2. Iowa has won at least eight games every full season since 2015. That’s 10 seasons running, something matched only by Alabama, Georgia and Ohio State. In other words, the creme de la creme of the college game.
“It doesn’t make headlines, I guess, eight wins doesn’t,” Iowa Coach Kirk Ferentz said. “But the game’s always about trying to do your best. Our guys have been able to do that.
A 6-3 Big Ten mark? Hey, only five of the other 17 teams in the league are better.
“It’s hard to win. It’s hard to win in college football games. … There’s a lot of people competing, trying to do the same thing. So, I’m proud of the consistency there.
“It would not have been a shame or unjust, but this team deserved to be at least an 8-win team, and I’ll be surprised if … they don’t try to win nine.”
The lead was a hot potato in the first half of Iowa’s 40-16 win over Nebraska on Friday afternoon. In the second half, the Hawkeyes peeled and roasted the Huskers to maintain their authority in this series.
There are those who would look at 8-4 and yawn. Some years, that might even be fair. Not this one. The four losses came to teams that were ranked at the time and all were settled by one score.
Nobody has played No. 2 Indiana as tough as the Hawkeyes. No one but Indiana and Penn State have battled Oregon as hard as Iowa did.
Close doesn’t bring out the cigars, of course. Nonetheless, Iowa is a team that came to play in all of its 12 games, and that closed another regular season breathing fire instead of wheezing to the finish line.
It’s been a capable club. When it did lose, the other team had to do some great things to make it happen.
It’s been a spirited club. You can pinpoint players across all three units, but the year of Mark Gronowski at quarterback has been fun to watch. Gronowski didn’t put up the kind of passing numbers he had at South Dakota State while being one of the best players in FCS over the last quarter-century, winning two national-titles and one National Player of the Year Award.
He did, however, produce excitement and results. He was a balanced offense by himself Friday with 166 passing yards and 64 more rushing.
His two rushing touchdowns gave him 15, as many as any quarterback in the country. His 491 rushing yards are an Iowa single-season record for a QB. His ability to not only escape would-be tacklers but to turn broken plays into big plays made up for a considerable chunk of the passing shortages.

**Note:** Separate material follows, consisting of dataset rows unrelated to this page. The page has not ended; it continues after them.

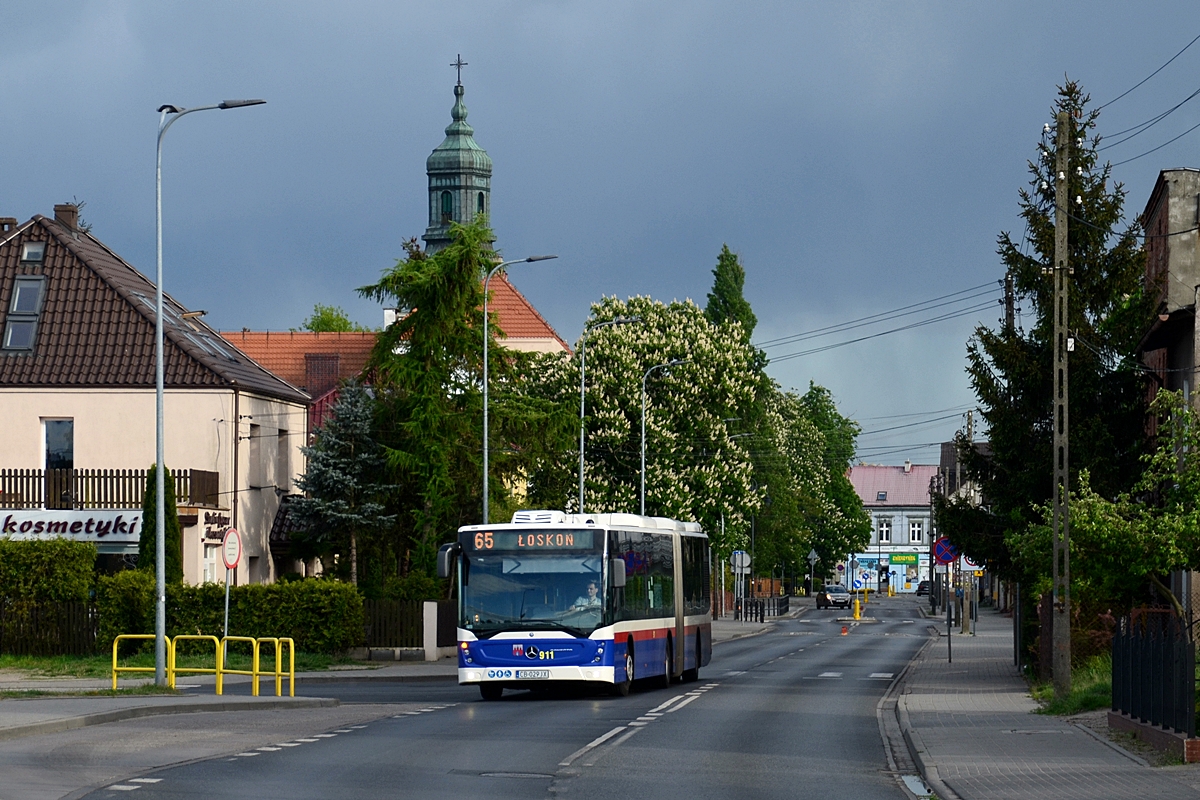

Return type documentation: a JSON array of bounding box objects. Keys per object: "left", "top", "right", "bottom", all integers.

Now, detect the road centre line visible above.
[
  {"left": 649, "top": 695, "right": 686, "bottom": 712},
  {"left": 667, "top": 694, "right": 702, "bottom": 713},
  {"left": 237, "top": 752, "right": 260, "bottom": 757},
  {"left": 559, "top": 725, "right": 628, "bottom": 766}
]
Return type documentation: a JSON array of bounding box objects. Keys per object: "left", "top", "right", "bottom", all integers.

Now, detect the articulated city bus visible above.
[{"left": 437, "top": 510, "right": 712, "bottom": 700}]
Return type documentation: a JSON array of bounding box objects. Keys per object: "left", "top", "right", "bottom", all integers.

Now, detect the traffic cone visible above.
[{"left": 841, "top": 625, "right": 848, "bottom": 636}]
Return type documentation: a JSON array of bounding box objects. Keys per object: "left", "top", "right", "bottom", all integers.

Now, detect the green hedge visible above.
[
  {"left": 96, "top": 572, "right": 364, "bottom": 654},
  {"left": 0, "top": 539, "right": 96, "bottom": 601}
]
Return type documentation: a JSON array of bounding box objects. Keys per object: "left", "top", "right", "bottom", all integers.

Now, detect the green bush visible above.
[
  {"left": 382, "top": 572, "right": 444, "bottom": 601},
  {"left": 96, "top": 574, "right": 363, "bottom": 654},
  {"left": 0, "top": 539, "right": 96, "bottom": 601}
]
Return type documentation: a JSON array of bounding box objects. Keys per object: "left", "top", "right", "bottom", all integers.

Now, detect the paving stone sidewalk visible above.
[{"left": 898, "top": 608, "right": 1200, "bottom": 800}]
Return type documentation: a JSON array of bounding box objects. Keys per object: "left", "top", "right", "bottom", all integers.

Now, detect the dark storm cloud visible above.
[{"left": 2, "top": 1, "right": 1196, "bottom": 462}]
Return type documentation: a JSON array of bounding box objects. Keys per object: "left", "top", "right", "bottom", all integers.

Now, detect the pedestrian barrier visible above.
[
  {"left": 1111, "top": 611, "right": 1195, "bottom": 736},
  {"left": 257, "top": 637, "right": 296, "bottom": 697},
  {"left": 111, "top": 633, "right": 169, "bottom": 690},
  {"left": 167, "top": 635, "right": 223, "bottom": 693},
  {"left": 110, "top": 634, "right": 296, "bottom": 697}
]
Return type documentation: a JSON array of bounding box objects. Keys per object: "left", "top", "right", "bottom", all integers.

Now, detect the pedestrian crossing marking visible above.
[{"left": 818, "top": 671, "right": 842, "bottom": 678}]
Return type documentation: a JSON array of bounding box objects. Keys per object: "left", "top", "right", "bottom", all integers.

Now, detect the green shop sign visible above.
[{"left": 888, "top": 553, "right": 919, "bottom": 565}]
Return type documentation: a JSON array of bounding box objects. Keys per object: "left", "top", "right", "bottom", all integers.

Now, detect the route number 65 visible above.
[{"left": 474, "top": 532, "right": 494, "bottom": 550}]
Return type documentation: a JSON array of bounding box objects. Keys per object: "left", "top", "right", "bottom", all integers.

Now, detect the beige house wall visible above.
[{"left": 0, "top": 387, "right": 307, "bottom": 586}]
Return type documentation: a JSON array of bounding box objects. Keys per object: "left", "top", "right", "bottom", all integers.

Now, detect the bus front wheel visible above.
[
  {"left": 616, "top": 644, "right": 634, "bottom": 696},
  {"left": 659, "top": 639, "right": 672, "bottom": 689},
  {"left": 480, "top": 683, "right": 503, "bottom": 701}
]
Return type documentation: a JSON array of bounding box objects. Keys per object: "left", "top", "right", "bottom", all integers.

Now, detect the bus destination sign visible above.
[{"left": 469, "top": 530, "right": 595, "bottom": 552}]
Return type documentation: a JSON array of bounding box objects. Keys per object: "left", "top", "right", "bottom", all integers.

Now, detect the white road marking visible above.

The sixth-year senior came into fall camp rusty after offseason surgery. It didn’t stop him from doing other important things in advance of the season to come.
“When I got here I just tried to build relationships,” Gronowski said. “All I could do really was learn the playbook, build relationships with guys, hang out with them. I feel it was really great to do all that because all of a sudden, things started to roll.
“I got to start playing again, the relationships were strong, and I continued to build those the entire year. It’s been a lot of fun spending time with the O-linemen, those goofy guys up front.”
Gronowski’s personality never wavered. Every time you heard him speak, win or lose, he was steady and upbeat.
He got hurt in the fourth quarter of that 20-15 loss to Indiana and couldn’t finish the game, so it’s fair to wonder if Iowa could have hung a loss on the unbeaten Hoosiers had he been able to go the distance. He came back the next week.
Friday, he clicked on a couple of highlight-reel passes. One was a 35-yarder for a touchdown to blossoming freshman tight end D.J. Vonnahme in the first quarter. Another was for 27 yards to the Nebraska 1. Reece Vander Zee made perhaps Iowa’s catch of the year with his one-hand stab, but the pass was money, too.
This was a 40-point game for Iowa. This was an eighth win. The Huskers haven’t won eight games in a season since 2016. What used to be taken for granted here is now taken for granted by some Hawkeye people. It shouldn’t be.
Nebraska wants to be Iowa now. But it isn’t. It still isn’t.